Tucker believes the relatively small number of claims he and Stevenson collected during the last five
decades, especially from America, is partly because parents may dismiss or misunderstand what
their children are telling them. “If children get a message that they aren’t being listened to, they will
stop talking,” Tucker says. “They see they aren’t supported. Most kids aim to please their parents.”

How exactly the consciousness, or at least memories, of one person might transfer to another is
obviously a mystery, but Tucker believes the answers might be found within the foundations of
quantum physics.

Scientists have long known that matter like electrons and protons produces events only when
observed.
A simplified example: Take light and shine it through a screen with two slits cut in it. Behind the
screen, put a photographic plate that records the light. When the light is unobserved as it travels,
the plate shows it went through both slits. But what happens when the light is observed? The plate
shows the particles go through just one of the slits. The light’s behaviour changes, and the only
difference is that it is being observed. There’s plenty of debate on what that might mean. But
Tucker, like Max Planck, the father of quantum physics, believes that discovery shows that the
physical world is affected by, and even derived from the non-physical, from consciousness.

If that’s true, then consciousness doesn’t require a three-pound brain to exist, Tucker says, and so
there’s no reason to think that consciousness would end with it.

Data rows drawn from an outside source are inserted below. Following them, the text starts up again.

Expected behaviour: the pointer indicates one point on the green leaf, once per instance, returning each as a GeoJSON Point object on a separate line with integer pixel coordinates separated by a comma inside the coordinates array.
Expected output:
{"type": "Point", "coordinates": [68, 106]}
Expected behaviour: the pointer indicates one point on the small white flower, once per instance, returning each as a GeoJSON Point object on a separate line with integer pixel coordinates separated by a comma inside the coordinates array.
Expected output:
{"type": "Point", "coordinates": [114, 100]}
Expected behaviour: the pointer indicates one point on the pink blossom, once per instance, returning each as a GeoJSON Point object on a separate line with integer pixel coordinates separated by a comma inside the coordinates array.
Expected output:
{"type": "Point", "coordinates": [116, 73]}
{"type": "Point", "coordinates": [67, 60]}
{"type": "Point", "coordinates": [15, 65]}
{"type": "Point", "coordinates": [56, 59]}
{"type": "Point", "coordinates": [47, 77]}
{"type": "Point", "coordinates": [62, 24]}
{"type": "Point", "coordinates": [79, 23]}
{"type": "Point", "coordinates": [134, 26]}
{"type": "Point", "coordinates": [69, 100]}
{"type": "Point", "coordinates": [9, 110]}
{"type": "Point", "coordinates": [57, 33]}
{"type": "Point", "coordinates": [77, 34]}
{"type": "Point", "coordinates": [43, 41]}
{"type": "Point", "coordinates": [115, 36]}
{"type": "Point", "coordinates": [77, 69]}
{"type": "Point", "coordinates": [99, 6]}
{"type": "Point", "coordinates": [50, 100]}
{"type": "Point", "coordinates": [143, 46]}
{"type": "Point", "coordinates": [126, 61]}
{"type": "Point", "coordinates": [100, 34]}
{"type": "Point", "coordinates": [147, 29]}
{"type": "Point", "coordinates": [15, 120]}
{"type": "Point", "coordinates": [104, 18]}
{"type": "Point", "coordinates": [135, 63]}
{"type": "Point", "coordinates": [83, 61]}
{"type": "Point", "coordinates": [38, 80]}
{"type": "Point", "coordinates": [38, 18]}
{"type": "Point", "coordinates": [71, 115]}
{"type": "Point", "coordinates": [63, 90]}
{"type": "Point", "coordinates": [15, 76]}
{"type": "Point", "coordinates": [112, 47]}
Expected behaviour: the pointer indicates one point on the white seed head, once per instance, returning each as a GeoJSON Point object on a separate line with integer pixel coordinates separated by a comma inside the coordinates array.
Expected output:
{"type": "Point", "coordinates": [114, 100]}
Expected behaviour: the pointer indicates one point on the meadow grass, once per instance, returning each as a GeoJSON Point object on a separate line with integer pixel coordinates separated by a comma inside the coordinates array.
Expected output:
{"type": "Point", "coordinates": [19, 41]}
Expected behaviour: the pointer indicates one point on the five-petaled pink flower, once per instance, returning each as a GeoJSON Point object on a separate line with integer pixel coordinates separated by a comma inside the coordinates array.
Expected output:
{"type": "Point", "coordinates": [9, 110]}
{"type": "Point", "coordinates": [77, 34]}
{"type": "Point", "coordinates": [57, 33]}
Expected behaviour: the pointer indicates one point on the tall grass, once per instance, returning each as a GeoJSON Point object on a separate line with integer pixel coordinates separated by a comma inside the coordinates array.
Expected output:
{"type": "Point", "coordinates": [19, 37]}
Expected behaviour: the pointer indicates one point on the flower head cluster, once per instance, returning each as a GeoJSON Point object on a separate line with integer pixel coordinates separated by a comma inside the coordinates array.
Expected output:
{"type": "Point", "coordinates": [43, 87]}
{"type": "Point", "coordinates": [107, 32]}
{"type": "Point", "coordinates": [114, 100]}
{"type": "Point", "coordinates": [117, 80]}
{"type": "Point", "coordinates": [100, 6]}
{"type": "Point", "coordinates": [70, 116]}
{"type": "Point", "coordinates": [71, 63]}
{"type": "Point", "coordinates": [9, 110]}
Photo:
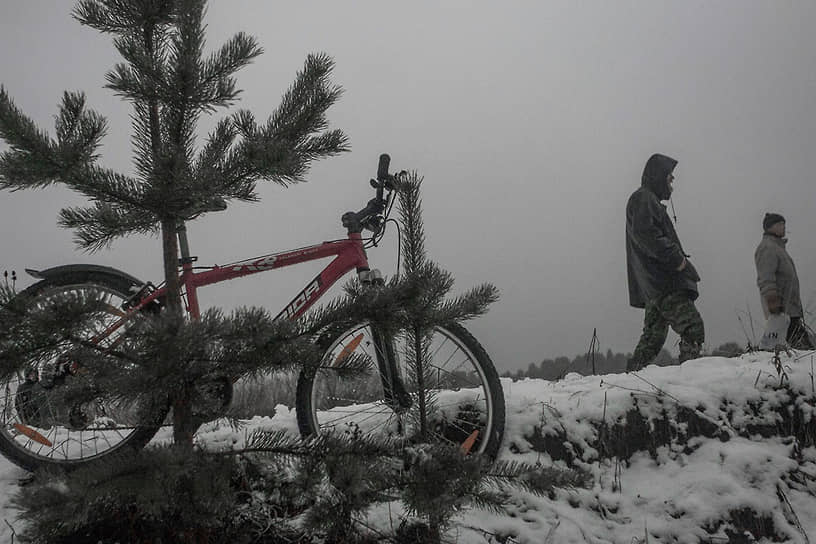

“It’s conceivable that in some way consciousness could be expressed in a new life,” Tucker says.

Robert Pollock, director of the Centre for the Study of Science and Religion at Columbia University,
said scientists have long pondered the role observation might play in the physical world, but the
hypotheses about it are not necessarily scientific. “Debates among physicists that centre on the
clarity and beauty of an idea but not on its dis-provability are common to my mind, but are not
scientific debates at all,” says Pollock. “I think what Planck and others since who have looked at how
these very small particles behave, and then made inferences about consciousness, are expressing a
hope. That’s fine; I hope they are right. But there’s no way to disprove the idea.”

Associate Professor of Psychiatry Jim B. Tucker

Tucker says his hypothesis is based on more than just wishful thinking. “It’s much more than a
hope,” he says. “Having direct positive evidence for a theory can have value, even if negative
evidence against it is not possible.”